A feature store is a service to store and version features.
A Feature can either be computed on a dataset or a data stream, respectively using a batch or a stream processing pipeline. This is due to the different life cycle and performance requirements for collecting and serving those data to end applications.
// FeatureSet ... a versioned set of features
type FeatureSet struct {
Name string `json:"name,omitempty"`
InsertedAt time.Time `json:"inserted_at,omitempty"`
Version string `json:"version,omitempty"`
Features []Feature `json:"features,omitempty"`
Description string `json:"description,omitempty"`
Labels map[string]string `json:"labels,omitempty"`
}
// Feature ... a named variable with a data type
type Feature struct {
Name string `json:"name,omitempty"`
Value interface{} `json:"value,omitempty"`
DataType string `json:"data_type,omitempty"`
}
A data access object (DAO) for a featureSet is defined as follows:
type FeatureSetDAOProvider interface {
Init(*conf.DataSourceDefinition)
Create(fs *FeatureSet) error
GetById(id string) (*FeatureSet, error)
GetByName(name string, limit int, page int) (*Paginated[FeatureSet], error)

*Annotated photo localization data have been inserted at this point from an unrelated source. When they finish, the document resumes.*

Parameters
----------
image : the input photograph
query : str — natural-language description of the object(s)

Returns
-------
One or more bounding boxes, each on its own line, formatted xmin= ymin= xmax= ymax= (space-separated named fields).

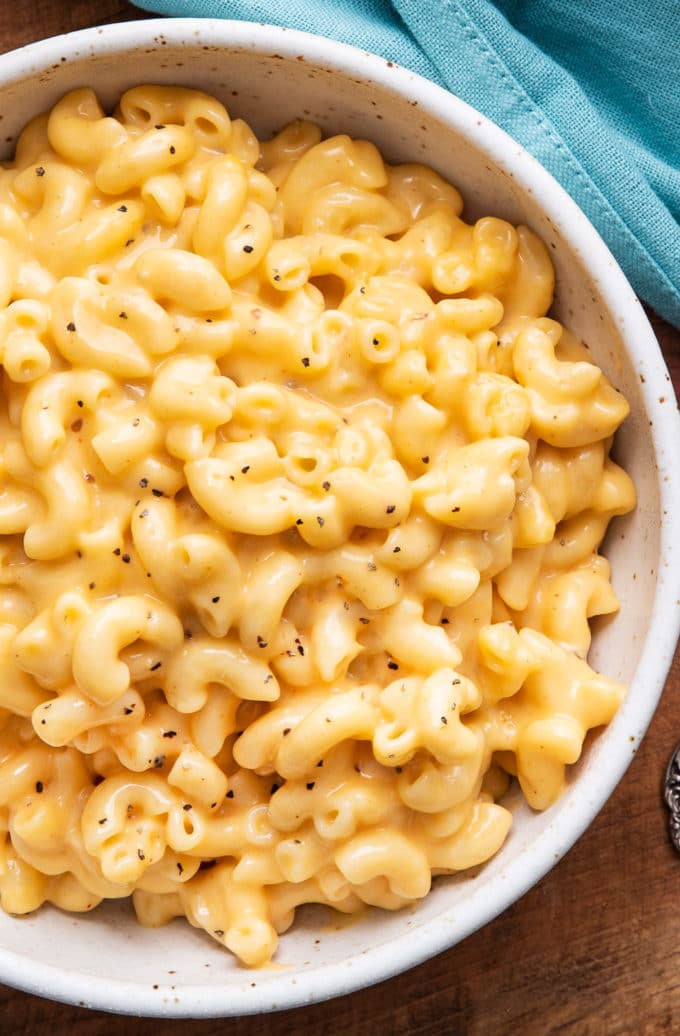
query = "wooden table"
xmin=1 ymin=3 xmax=679 ymax=1032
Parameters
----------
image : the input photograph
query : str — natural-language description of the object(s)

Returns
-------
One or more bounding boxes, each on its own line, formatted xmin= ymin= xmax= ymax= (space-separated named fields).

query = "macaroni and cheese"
xmin=0 ymin=86 xmax=635 ymax=966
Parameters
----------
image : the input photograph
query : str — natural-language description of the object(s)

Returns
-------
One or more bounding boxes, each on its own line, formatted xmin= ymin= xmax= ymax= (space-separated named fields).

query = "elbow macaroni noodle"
xmin=0 ymin=86 xmax=635 ymax=965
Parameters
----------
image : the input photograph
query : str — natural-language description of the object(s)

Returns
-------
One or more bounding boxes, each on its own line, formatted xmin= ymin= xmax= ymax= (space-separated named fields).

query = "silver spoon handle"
xmin=664 ymin=742 xmax=680 ymax=852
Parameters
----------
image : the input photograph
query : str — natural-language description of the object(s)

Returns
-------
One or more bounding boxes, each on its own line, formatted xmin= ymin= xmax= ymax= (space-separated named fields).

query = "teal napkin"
xmin=131 ymin=0 xmax=680 ymax=327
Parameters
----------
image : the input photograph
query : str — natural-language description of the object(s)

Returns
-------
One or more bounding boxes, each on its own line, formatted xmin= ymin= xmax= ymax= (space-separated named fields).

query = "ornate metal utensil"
xmin=664 ymin=742 xmax=680 ymax=852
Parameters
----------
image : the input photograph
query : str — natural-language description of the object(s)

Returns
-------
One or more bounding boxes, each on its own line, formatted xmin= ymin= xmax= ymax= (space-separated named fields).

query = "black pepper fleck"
xmin=301 ymin=357 xmax=310 ymax=367
xmin=36 ymin=781 xmax=44 ymax=793
xmin=162 ymin=730 xmax=177 ymax=739
xmin=242 ymin=244 xmax=254 ymax=253
xmin=66 ymin=322 xmax=76 ymax=332
xmin=150 ymin=661 xmax=162 ymax=671
xmin=387 ymin=660 xmax=399 ymax=670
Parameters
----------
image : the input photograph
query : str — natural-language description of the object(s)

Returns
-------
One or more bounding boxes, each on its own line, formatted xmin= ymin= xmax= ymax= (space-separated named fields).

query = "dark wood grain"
xmin=1 ymin=6 xmax=679 ymax=1034
xmin=0 ymin=1 xmax=146 ymax=50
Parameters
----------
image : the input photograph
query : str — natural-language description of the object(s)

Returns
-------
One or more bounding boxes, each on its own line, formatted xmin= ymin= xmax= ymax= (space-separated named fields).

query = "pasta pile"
xmin=0 ymin=86 xmax=635 ymax=966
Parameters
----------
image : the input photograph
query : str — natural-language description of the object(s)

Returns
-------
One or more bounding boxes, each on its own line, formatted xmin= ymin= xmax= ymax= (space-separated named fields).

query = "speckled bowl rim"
xmin=0 ymin=18 xmax=678 ymax=1018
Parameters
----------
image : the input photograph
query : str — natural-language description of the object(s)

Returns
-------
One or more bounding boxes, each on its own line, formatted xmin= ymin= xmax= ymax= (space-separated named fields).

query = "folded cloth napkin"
xmin=132 ymin=0 xmax=680 ymax=327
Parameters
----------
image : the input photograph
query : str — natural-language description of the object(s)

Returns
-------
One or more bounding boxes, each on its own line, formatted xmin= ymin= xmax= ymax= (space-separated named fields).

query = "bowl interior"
xmin=0 ymin=20 xmax=676 ymax=1017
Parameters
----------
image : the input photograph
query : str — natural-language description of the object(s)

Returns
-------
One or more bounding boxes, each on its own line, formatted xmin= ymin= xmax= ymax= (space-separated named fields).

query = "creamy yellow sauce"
xmin=0 ymin=85 xmax=634 ymax=966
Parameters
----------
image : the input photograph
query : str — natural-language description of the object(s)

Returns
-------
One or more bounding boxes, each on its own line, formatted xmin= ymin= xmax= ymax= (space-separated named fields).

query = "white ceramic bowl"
xmin=0 ymin=18 xmax=678 ymax=1018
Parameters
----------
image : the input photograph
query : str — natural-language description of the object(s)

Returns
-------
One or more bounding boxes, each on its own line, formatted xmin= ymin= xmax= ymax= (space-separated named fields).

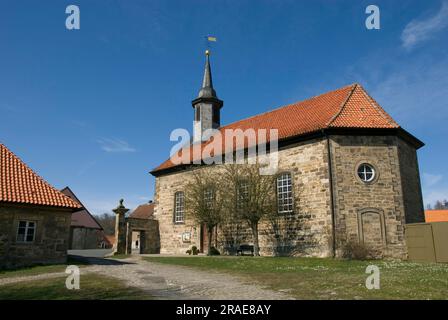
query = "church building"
xmin=150 ymin=51 xmax=425 ymax=259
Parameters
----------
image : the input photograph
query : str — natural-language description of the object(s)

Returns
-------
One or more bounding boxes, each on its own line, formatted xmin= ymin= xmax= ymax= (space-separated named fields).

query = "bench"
xmin=236 ymin=244 xmax=254 ymax=256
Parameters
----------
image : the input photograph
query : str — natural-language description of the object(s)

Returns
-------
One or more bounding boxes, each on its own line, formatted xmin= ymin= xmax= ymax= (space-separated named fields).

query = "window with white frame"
xmin=204 ymin=188 xmax=214 ymax=209
xmin=16 ymin=220 xmax=36 ymax=242
xmin=277 ymin=172 xmax=293 ymax=214
xmin=174 ymin=191 xmax=185 ymax=223
xmin=237 ymin=180 xmax=249 ymax=210
xmin=357 ymin=163 xmax=376 ymax=183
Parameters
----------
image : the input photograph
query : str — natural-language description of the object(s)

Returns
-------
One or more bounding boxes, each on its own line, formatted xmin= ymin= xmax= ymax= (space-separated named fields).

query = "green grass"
xmin=0 ymin=274 xmax=152 ymax=300
xmin=0 ymin=257 xmax=88 ymax=280
xmin=0 ymin=264 xmax=67 ymax=279
xmin=144 ymin=256 xmax=448 ymax=300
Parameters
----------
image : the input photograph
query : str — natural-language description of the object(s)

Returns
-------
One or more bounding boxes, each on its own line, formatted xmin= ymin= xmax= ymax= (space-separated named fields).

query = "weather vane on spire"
xmin=204 ymin=35 xmax=217 ymax=55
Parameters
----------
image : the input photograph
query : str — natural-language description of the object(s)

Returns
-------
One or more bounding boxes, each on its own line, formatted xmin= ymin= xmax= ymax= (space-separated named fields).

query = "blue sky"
xmin=1 ymin=0 xmax=448 ymax=214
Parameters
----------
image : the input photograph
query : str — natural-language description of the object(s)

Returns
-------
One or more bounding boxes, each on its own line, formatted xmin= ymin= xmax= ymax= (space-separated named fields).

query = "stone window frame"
xmin=354 ymin=161 xmax=380 ymax=185
xmin=12 ymin=215 xmax=43 ymax=245
xmin=16 ymin=220 xmax=37 ymax=243
xmin=275 ymin=171 xmax=294 ymax=214
xmin=173 ymin=191 xmax=185 ymax=225
xmin=357 ymin=208 xmax=387 ymax=246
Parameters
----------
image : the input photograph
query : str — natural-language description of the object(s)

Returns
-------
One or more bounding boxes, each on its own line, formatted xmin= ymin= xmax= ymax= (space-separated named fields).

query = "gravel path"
xmin=0 ymin=256 xmax=294 ymax=300
xmin=88 ymin=256 xmax=293 ymax=300
xmin=0 ymin=272 xmax=66 ymax=286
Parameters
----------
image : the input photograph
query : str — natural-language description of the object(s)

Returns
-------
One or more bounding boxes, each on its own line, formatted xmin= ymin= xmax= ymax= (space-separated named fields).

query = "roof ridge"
xmin=0 ymin=143 xmax=81 ymax=209
xmin=325 ymin=83 xmax=358 ymax=127
xmin=356 ymin=84 xmax=400 ymax=128
xmin=61 ymin=186 xmax=103 ymax=229
xmin=151 ymin=83 xmax=409 ymax=175
xmin=218 ymin=83 xmax=357 ymax=130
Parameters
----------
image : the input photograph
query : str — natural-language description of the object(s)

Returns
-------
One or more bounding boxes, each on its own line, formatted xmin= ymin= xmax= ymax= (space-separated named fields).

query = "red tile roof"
xmin=151 ymin=83 xmax=401 ymax=174
xmin=104 ymin=235 xmax=115 ymax=246
xmin=129 ymin=202 xmax=155 ymax=220
xmin=425 ymin=210 xmax=448 ymax=223
xmin=61 ymin=187 xmax=103 ymax=229
xmin=0 ymin=143 xmax=81 ymax=209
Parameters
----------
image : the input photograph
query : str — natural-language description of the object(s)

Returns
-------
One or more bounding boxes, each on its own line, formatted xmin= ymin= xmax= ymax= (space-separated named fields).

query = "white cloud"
xmin=401 ymin=2 xmax=448 ymax=50
xmin=423 ymin=172 xmax=443 ymax=187
xmin=97 ymin=138 xmax=136 ymax=153
xmin=366 ymin=55 xmax=448 ymax=124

SearchFeatureSetsByLabels(labels map[string]string, limit int, page int) (*Paginated[FeatureSet], error)
Search(query string, limit int, page int) (*Paginated[FeatureSet], error)
ListAllFeatureSets(limit int, page int) (*Paginated[FeatureSet], error)
CloseConnection()
}
The interface is then implemented for specific targets in the featurestore/daos/*
packages.
Each DAO also implements a lazy singleton using sync.once
(see blog post).
This way, all DAO implementations can be efficiently linked from a dao_mappings.go
file, for instance:
var availableDAOs = map[string]func() abstract.FeatureSetDAOProvider{
"mongo": mongo.GetSingleton,
"elastic": elastic.GetSingleton,
}
A basic interface is defined to retrieve featureSets:
type FeatureStoreService interface {
Init(cfg *conf.Config) *resterrors.RestErr
CreateFeatureSet(fs FeatureSet) (*FeatureSet, *resterrors.RestErr)
GetFeatureSetByID(fsID string) (*FeatureSet, *resterrors.RestErr)
GetFeatureSetByName(fsName string, limit int, page int) (*Paginated[FeatureSet], *resterrors.RestErr)
SearchFeatureSetsByLabels(labels map[string]string, limit int, page int) (*Paginated[FeatureSet], *resterrors.RestErr)
Search(query string, limit int, page int) (*Paginated[FeatureSet], *resterrors.RestErr)
ListAllFeatureSets(limit int, page int) (*Paginated[FeatureSet], *resterrors.RestErr)
}
This is translated to the following endpoint:
Verb | Endpoint | Maps to |
---|---|---|
GET | /healthcheck/featureset | github.com/data-mill-cloud/mastro/featurestore.Ping |
GET | /featureset/name/:featureset_name | github.com/data-mill-cloud/mastro/featurestore.GetFeatureSetByName |
PUT | /featureset/ | github.com/data-mill-cloud/mastro/featurestore.CreateFeatureSet |
GET | /labels | github.com/data-mill-cloud/mastro/featurestore.SearchFeatureSetsByQueryLabels |
POST | /labels | github.com/data-mill-cloud/mastro/featurestore.SearchFeatureSetsByLabels |
POST | /search | github.com/data-mill-cloud/mastro/featurestore.Search |
This is for instance how to add a new featureSet calculated in the test environment of a fictional project.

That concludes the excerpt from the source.